Dänemark steuert auf Regierungswechsel zu - Sozialdemokraten stärkste Kraft

Stimmenverluste für Rechtspopulisten : Dänemark steuert auf Regierungswechsel zu - Sozialdemokraten stärkste Kraft

Dänemark steuert auf einen Regierungswechsel zu. EinSieg von Sozialdemokraten zeichnet sich bei Parlamentswahl ab. Dominierendes Thema im Wahlkampf war neben der Einwanderungspolitik und der Weiterentwicklung des Sozialstaats vor allem der Klimaschutz.

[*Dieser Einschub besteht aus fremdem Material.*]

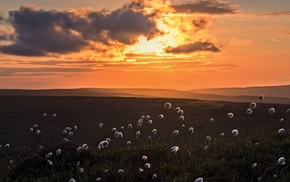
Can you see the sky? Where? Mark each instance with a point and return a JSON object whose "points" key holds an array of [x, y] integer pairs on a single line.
{"points": [[174, 44]]}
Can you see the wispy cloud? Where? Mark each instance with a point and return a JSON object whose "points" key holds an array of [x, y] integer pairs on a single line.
{"points": [[7, 71], [206, 7], [280, 13], [193, 47], [41, 32]]}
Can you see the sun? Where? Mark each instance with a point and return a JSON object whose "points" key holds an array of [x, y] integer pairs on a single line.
{"points": [[171, 37]]}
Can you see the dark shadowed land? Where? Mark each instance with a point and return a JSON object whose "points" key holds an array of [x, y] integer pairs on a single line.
{"points": [[19, 113]]}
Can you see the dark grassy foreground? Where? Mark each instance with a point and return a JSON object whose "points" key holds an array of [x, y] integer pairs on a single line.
{"points": [[218, 158]]}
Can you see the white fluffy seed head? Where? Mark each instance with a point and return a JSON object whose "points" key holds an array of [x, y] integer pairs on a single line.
{"points": [[49, 162], [144, 157], [181, 118], [174, 149], [281, 161], [121, 171], [141, 170], [191, 130], [48, 155], [149, 121], [175, 132], [58, 152], [154, 132], [139, 125], [208, 138], [147, 165], [167, 105], [235, 132]]}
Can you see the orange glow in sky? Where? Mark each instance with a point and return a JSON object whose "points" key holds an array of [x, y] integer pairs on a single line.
{"points": [[144, 44]]}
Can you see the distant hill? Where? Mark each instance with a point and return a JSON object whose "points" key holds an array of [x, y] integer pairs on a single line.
{"points": [[273, 94], [268, 91]]}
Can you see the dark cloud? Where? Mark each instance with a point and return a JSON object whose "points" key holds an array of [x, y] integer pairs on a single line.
{"points": [[8, 71], [40, 32], [206, 6], [4, 36], [200, 23], [193, 47]]}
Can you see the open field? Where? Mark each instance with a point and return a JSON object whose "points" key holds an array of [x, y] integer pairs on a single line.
{"points": [[19, 113]]}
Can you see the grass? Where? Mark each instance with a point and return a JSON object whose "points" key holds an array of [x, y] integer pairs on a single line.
{"points": [[250, 156]]}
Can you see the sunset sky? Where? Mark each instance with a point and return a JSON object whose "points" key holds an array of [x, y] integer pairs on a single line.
{"points": [[178, 44]]}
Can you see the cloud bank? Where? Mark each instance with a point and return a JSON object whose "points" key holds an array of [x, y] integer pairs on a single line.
{"points": [[193, 47], [40, 32], [206, 7]]}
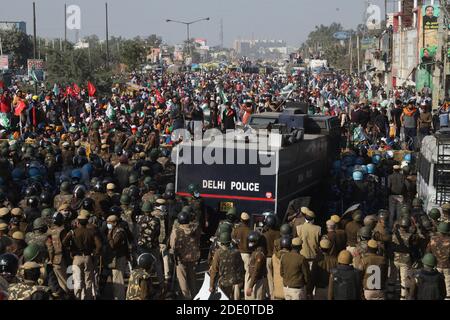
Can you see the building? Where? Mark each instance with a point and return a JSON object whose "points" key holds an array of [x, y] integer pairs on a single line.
{"points": [[407, 48], [265, 49], [13, 25]]}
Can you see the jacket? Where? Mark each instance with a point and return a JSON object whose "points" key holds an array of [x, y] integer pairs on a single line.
{"points": [[294, 270], [239, 235], [310, 235]]}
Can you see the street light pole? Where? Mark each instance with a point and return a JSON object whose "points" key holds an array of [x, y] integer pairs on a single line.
{"points": [[188, 24]]}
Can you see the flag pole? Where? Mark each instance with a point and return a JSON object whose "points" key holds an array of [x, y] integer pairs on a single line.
{"points": [[68, 107]]}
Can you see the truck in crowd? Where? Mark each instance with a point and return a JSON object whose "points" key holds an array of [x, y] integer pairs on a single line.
{"points": [[258, 170]]}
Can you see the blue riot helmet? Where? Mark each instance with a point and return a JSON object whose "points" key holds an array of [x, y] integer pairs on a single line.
{"points": [[76, 175], [407, 157], [376, 158], [389, 154], [359, 161], [88, 168], [364, 169], [349, 172], [337, 165], [347, 161], [34, 173], [358, 176], [17, 174]]}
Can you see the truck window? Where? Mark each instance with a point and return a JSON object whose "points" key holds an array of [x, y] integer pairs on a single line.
{"points": [[424, 168], [260, 121]]}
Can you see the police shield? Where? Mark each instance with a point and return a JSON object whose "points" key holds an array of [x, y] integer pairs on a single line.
{"points": [[204, 293]]}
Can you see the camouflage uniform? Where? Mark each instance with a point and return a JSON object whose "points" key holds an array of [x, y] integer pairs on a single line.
{"points": [[359, 253], [139, 285], [439, 246], [148, 240], [36, 237], [227, 268], [25, 290], [185, 241], [402, 242], [62, 198], [163, 238]]}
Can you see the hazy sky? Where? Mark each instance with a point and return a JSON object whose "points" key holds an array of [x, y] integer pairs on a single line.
{"points": [[290, 20]]}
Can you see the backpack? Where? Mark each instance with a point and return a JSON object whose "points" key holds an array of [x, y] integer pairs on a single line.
{"points": [[398, 184], [134, 284], [344, 284], [186, 246], [428, 286], [230, 267]]}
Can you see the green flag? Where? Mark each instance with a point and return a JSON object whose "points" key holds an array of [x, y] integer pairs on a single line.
{"points": [[4, 121]]}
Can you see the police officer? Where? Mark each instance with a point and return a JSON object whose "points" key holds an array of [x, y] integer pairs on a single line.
{"points": [[396, 187], [365, 234], [84, 243], [118, 251], [374, 270], [149, 228], [439, 246], [435, 216], [39, 235], [345, 281], [29, 288], [140, 282], [230, 218], [446, 212], [298, 220], [403, 240], [227, 268], [240, 236], [257, 281], [294, 270], [185, 243], [57, 253], [17, 222], [114, 197], [160, 212], [338, 242], [9, 264], [428, 283], [310, 234], [351, 230], [101, 200], [270, 235], [320, 271]]}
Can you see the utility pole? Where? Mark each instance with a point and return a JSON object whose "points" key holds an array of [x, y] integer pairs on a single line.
{"points": [[351, 54], [107, 35], [65, 26], [221, 33], [357, 51], [34, 41], [439, 70]]}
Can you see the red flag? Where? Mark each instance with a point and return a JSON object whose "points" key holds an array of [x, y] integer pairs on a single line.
{"points": [[159, 97], [91, 89], [20, 107], [69, 91], [76, 89]]}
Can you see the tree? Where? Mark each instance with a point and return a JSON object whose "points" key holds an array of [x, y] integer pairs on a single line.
{"points": [[133, 53], [17, 44]]}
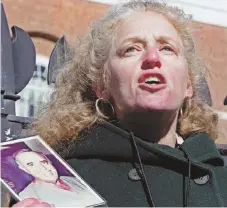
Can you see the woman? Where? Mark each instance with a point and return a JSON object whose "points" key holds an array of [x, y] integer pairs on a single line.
{"points": [[128, 108]]}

In Dänemark zeichnet sich ein Regierungswechsel ab: Aus den Parlamentswahlen am Mittwoch gingen die oppositionellen Sozialdemokraten als stärkste Kraft hervor, während das rechte Lager massiv Stimmen verlor, wie Prognosen der Fernsehsender DR und TV2 ergaben. Demnach lagen die Sozialdemokraten unter ihrer Vorsitzenden Mette Frederiksen bei 25,3 Prozent beziehungsweise 25,9 Prozent der Stimmen. Gemeinsam mit Parteien des linken Lagers und von Mitte-Links kämen sie demnach auf eine absolute Mehrheit von 90 der 179 Sitze im Parlament.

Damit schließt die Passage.